– Да? Почему?
– Не нравится, если мы во всем верим мадам Дюмон, – уточнил Хэдли. – А вы, судя по всему, убеждены в том, что она говорит правду. Если я все расслышал правильно, Гримо позвал сюда Мэнгана специально на случай появления визитера. Так это было? Так. И сторожевая собака из него в итоге вышла никудышная. Он сидел в комнате неподалеку от парадной двери. Раздается звонок в эту самую дверь – если Дюмон не лжет, – и в дом заходит таинственный гость. Все это время Мэнган не проявляет ни малейшего любопытства; он продолжает сидеть в комнате с закрытой дверью, не обращает никакого внимания на гостя и поднимает шум только тогда, когда слышит выстрел и внезапно обнаруживает, что дверь заперта. Есть ли в этом хоть какая-то логика?
– Никакой, – ответил Фелл. – Даже… Ладно, это оставим на потом.
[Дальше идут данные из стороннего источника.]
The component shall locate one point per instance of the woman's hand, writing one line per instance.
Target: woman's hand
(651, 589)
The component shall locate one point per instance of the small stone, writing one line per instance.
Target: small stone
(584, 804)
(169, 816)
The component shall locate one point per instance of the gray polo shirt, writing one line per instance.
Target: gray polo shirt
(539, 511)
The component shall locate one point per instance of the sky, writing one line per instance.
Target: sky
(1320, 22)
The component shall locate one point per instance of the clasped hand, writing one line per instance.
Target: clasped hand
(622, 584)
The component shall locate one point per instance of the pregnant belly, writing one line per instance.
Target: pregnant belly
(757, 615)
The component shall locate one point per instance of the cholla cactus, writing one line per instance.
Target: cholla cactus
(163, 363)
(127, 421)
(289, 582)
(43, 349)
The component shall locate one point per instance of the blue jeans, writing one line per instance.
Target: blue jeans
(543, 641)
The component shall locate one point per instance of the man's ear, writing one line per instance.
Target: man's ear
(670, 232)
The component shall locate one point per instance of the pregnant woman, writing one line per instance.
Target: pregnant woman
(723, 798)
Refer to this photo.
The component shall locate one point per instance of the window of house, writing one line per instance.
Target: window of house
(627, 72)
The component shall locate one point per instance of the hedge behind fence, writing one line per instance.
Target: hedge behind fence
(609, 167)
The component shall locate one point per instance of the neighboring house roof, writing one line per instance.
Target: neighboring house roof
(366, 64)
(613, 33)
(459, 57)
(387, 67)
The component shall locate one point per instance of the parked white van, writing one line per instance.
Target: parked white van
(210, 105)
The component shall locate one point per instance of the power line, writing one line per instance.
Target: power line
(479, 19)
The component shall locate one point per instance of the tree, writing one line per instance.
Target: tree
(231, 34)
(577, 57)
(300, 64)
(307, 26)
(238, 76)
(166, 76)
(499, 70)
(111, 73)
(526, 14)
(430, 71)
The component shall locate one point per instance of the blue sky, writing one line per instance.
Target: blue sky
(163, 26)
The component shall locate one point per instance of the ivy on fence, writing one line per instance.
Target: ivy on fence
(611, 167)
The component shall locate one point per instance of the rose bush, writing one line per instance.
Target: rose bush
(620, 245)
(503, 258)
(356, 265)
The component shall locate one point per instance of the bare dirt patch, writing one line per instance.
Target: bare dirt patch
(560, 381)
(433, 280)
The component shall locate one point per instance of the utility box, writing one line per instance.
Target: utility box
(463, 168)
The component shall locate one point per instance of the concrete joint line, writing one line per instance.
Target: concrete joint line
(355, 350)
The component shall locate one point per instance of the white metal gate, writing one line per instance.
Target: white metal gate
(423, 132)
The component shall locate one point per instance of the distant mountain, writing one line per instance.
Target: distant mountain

Они прошли в противоположный конец длинного коридора. Хэдли принял свой самый дипломатичный, нейтральный вид и только потом открыл дверь. Эта комната была поменьше предыдущей. Вдоль ее стен выстроились аккуратные ряды книг и деревянных картотечных шкафов, на полу лежал самый обычный половик, стояли несколько обыкновенных жестких стульев. Огонь в камине еле теплился. Напротив двери стоял столик Миллса с пишущей машинкой, освещаемый лампой с зеленым абажуром. По одну сторону от машинки в проволочной корзине лежали аккуратно скрепленные листы рукописи, по другую располагались стакан молока, тарелка с черносливом и учебник Уильямсона «Дифференциальное и интегральное исчисление».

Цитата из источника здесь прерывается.